Sépaq, which also participates in the urban and suburban deer management committee, which also includes experts from the Quebec Ministry of Forests, Fauna and Parks (MFFP), said that the experts' and scientists' recommendations favoured the use of a lethal reduction method for deer.

The society added that the euthanasia method is used elsewhere in Quebec, Canada and the United States.

The plan, which is under development, will "define the type of intervention, the locations, the density thresholds targeted and the most appropriate period for an operation that meets expectations," the release reads. "However, the deer (populations) are growing at a high rate that requires a rapid intervention, possibly in the fall or next winter."

Sépaq said the densities of deer in Mont-Saint-Bruno and Îles-de-Boucherville national parks are 15.2 deer/km and 30.5 deer/km respectively.

"The ideal density for the natural environment would be 5 deer/km," the society said.

Sépaq said that the intervention is necessary and that "it will rely on the well-documented opinions of experts and scientists with a view to protecting and conserving the national parks so that future generations can also benefit from them."


The City of Longueuil had planned to cull half of the white-tailed deer population in Michel-Chartrand Park, or about 15 animals.
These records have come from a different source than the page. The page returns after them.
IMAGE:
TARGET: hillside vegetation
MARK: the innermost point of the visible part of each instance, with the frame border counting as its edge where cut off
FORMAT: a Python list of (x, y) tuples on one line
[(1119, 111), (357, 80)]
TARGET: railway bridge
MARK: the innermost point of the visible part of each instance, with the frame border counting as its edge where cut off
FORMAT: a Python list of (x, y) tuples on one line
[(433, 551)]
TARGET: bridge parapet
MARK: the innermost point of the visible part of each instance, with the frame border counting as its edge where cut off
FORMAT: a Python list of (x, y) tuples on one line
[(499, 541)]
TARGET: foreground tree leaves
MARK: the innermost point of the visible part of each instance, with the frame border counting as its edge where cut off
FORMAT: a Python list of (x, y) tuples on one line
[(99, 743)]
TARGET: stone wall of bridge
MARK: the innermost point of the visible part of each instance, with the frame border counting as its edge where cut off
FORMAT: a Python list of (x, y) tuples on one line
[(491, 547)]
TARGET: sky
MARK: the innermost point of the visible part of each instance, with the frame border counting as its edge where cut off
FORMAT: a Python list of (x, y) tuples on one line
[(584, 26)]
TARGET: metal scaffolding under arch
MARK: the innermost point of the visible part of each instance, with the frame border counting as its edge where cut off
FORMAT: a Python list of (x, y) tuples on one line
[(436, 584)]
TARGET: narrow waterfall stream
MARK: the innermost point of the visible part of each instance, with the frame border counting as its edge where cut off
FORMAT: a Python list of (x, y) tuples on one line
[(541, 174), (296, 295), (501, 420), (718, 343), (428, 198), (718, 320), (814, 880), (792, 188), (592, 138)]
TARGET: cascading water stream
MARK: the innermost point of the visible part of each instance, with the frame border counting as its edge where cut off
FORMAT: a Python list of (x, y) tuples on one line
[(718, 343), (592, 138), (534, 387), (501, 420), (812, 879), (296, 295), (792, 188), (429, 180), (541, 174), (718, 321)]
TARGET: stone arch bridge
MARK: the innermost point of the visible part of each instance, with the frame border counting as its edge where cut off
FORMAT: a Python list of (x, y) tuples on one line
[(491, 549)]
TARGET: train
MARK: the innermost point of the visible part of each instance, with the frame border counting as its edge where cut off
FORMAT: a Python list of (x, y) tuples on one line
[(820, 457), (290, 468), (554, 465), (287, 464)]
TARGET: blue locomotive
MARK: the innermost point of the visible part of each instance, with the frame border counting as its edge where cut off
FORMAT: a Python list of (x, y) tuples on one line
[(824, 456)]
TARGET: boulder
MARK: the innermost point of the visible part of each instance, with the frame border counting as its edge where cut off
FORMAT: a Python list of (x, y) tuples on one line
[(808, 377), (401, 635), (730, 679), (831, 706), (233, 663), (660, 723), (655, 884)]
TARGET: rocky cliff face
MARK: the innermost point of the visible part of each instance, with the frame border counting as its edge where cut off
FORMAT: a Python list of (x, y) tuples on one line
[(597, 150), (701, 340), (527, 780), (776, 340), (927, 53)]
The city, however, backed down after the idea sparked outrage and even led to threats against the mayor.

An animal rescue organization tried to protect the white-tailed deer population in Michel-Chartrand Park, but failed. The City of Longueuil finally went ahead despite the controversy and followed the recommendations of the report of the consultation table set up by the City, which concluded that euthanasia remains the best option for controlling the deer population in the park.